By Marta Nogueira

By Marta Nogueira


RIO DE JANEIRO (Reuters) - Petróleo Brasileiro SA expects to spend 30 percent more in exploration, production and refining projects this year, signaling that efforts to cut debt and preserve cash are helping Brazil's state-controlled oil company regain investment capacity.


Chief Executive Officer Pedro Parente told reporters at an event in Rio de Janeiro that capital spending at Petrobras <PETR4.SA> could rise to $19 billion in 2017 from $14.6 billion in 2016. Investments could be maintained around those levels in coming years if Petrobras sticks to strict fuel pricing and preserves cash, he said.


Parente said the company's pricing policies for gasoline, diesel and other fuels will strictly follow market guidelines and not macroeconomic policy instructions.


Parente faces several obstacles including oil price volatility, a corruption scandal highlighting governance flaws, and the legacy of policies that forced the company to enter low-yielding, money-losing business segments.


Existing cash of about $22 billion should be enough to allow Petrobras to undertake activities for two and half years, Chief Financial Officer Ivan Monteiro said at the same event.

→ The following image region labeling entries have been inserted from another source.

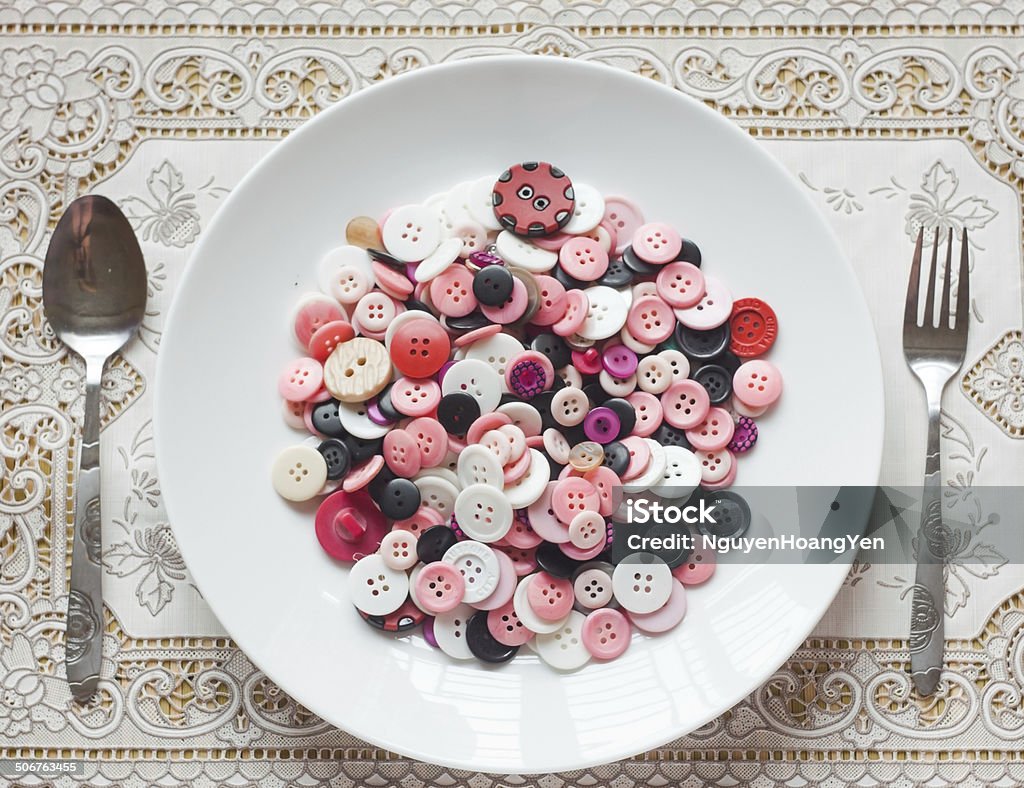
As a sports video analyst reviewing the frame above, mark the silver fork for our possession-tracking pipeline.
[903,227,971,696]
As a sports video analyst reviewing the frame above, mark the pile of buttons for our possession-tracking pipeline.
[272,162,782,669]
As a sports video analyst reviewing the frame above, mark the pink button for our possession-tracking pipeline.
[626,391,663,438]
[394,507,446,538]
[294,296,345,347]
[621,435,650,474]
[416,561,466,613]
[391,378,441,418]
[672,539,718,585]
[662,381,711,430]
[633,222,683,265]
[430,264,477,317]
[694,448,736,489]
[383,430,422,479]
[657,263,703,309]
[278,358,324,402]
[480,276,529,325]
[583,462,622,517]
[676,276,732,331]
[558,235,608,281]
[630,580,686,634]
[406,417,447,468]
[341,454,382,491]
[526,572,575,621]
[529,274,565,325]
[583,608,630,659]
[526,482,569,544]
[470,550,519,610]
[686,407,736,451]
[733,358,782,407]
[487,592,534,646]
[626,296,676,345]
[308,320,355,363]
[352,290,406,334]
[551,477,601,525]
[601,196,643,255]
[315,487,390,561]
[551,290,590,337]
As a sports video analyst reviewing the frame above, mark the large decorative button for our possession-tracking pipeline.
[324,337,391,402]
[490,162,575,236]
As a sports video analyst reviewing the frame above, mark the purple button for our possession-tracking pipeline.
[601,345,639,378]
[729,415,758,454]
[583,407,623,444]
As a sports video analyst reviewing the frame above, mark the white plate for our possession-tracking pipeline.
[157,56,883,773]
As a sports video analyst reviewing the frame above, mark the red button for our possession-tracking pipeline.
[729,298,778,358]
[390,319,452,378]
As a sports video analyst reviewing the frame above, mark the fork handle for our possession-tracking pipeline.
[910,385,946,696]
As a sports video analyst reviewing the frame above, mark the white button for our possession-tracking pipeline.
[413,238,462,281]
[675,276,732,331]
[562,181,604,235]
[348,553,409,616]
[270,445,327,500]
[338,402,391,440]
[434,602,476,659]
[495,230,558,273]
[536,610,590,670]
[441,540,501,605]
[441,358,504,413]
[650,446,700,498]
[413,473,459,519]
[459,446,505,490]
[623,438,669,492]
[381,206,441,263]
[466,334,523,384]
[378,528,419,571]
[577,284,630,340]
[512,574,568,634]
[316,246,377,304]
[505,448,551,509]
[469,175,502,230]
[455,484,512,541]
[611,553,674,613]
[497,402,544,435]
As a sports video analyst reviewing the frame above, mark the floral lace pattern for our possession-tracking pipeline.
[0,0,1024,777]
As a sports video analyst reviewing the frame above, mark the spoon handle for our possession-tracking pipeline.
[66,358,104,701]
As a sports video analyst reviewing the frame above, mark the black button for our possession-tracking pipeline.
[691,490,751,539]
[529,334,572,369]
[312,399,348,438]
[537,541,584,577]
[623,246,662,276]
[676,238,700,268]
[375,479,420,520]
[549,265,593,290]
[441,311,490,332]
[604,440,630,478]
[416,525,459,564]
[473,265,515,306]
[693,364,732,405]
[595,255,633,288]
[644,523,692,569]
[676,322,729,360]
[650,423,690,449]
[466,610,519,664]
[345,435,384,465]
[437,391,480,435]
[316,438,352,481]
[604,397,637,440]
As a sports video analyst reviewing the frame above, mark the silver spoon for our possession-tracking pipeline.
[43,194,146,701]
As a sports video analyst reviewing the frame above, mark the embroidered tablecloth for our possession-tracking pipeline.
[0,0,1024,788]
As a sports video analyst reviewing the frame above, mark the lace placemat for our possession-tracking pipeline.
[0,0,1024,788]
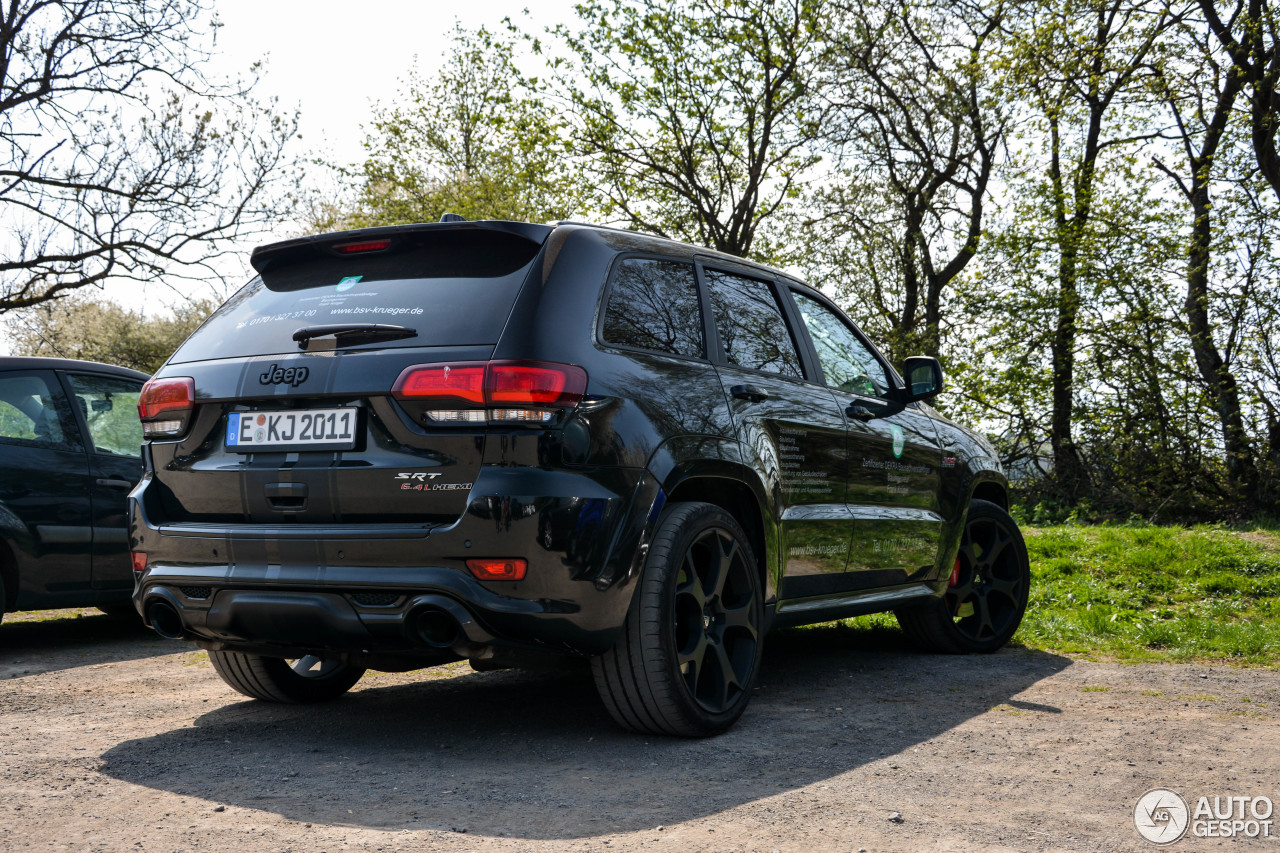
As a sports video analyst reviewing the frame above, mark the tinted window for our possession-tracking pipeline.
[0,373,80,452]
[707,269,803,377]
[791,291,888,397]
[67,374,142,456]
[170,231,540,364]
[604,257,704,357]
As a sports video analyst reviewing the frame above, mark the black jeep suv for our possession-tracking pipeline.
[129,222,1029,735]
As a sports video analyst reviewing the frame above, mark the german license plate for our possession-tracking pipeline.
[227,407,356,453]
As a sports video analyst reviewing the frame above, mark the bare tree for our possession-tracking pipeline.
[814,0,1006,356]
[0,0,296,313]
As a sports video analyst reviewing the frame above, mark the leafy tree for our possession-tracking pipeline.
[553,0,824,260]
[813,0,1007,357]
[337,26,580,231]
[1007,0,1171,501]
[0,0,294,313]
[1155,6,1266,501]
[6,293,218,373]
[1198,0,1280,196]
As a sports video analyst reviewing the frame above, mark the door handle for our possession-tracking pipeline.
[728,386,769,402]
[97,476,133,489]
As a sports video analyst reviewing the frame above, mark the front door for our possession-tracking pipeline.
[0,370,93,607]
[792,291,943,589]
[63,373,142,589]
[703,268,849,599]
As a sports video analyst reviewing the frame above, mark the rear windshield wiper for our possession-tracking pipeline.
[293,323,417,350]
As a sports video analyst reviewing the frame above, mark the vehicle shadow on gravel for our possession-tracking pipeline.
[0,608,167,679]
[102,629,1070,839]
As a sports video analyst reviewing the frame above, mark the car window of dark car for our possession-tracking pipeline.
[67,373,142,456]
[707,269,804,377]
[0,373,83,451]
[791,291,890,397]
[603,257,705,359]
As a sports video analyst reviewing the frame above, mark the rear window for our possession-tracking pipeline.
[170,225,540,364]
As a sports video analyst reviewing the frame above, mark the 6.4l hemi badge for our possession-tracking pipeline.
[396,471,472,492]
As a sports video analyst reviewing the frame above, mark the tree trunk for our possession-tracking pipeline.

According to Monteiro, management strategies are helping the company regain the trust of global investors and the ability to spend wisely on exploration and production. He expects the company's debt ratings, currently below investment-grade, to be upgraded at least once before the end of this year.

"Our cash and financial position is a source of tranquility for the time being," Monteiro told reporters at the event.

CEO Parente wants to cut the company's $130 billion of debt, amassed after years of state-led policies overstretched the company.

Preferred shares <PETR4.SA>, the company's most widely traded in Brazil, shed 0.3 percent to 15.45 reais in late Wednesday morning trading. The stock is up almost 4 percent this year.

In September, Petrobras pledged up to $74.1 billion in capital spending for the 2017-2021 period, compared with a $98.4 billion target in the prior 2015-2019 plan.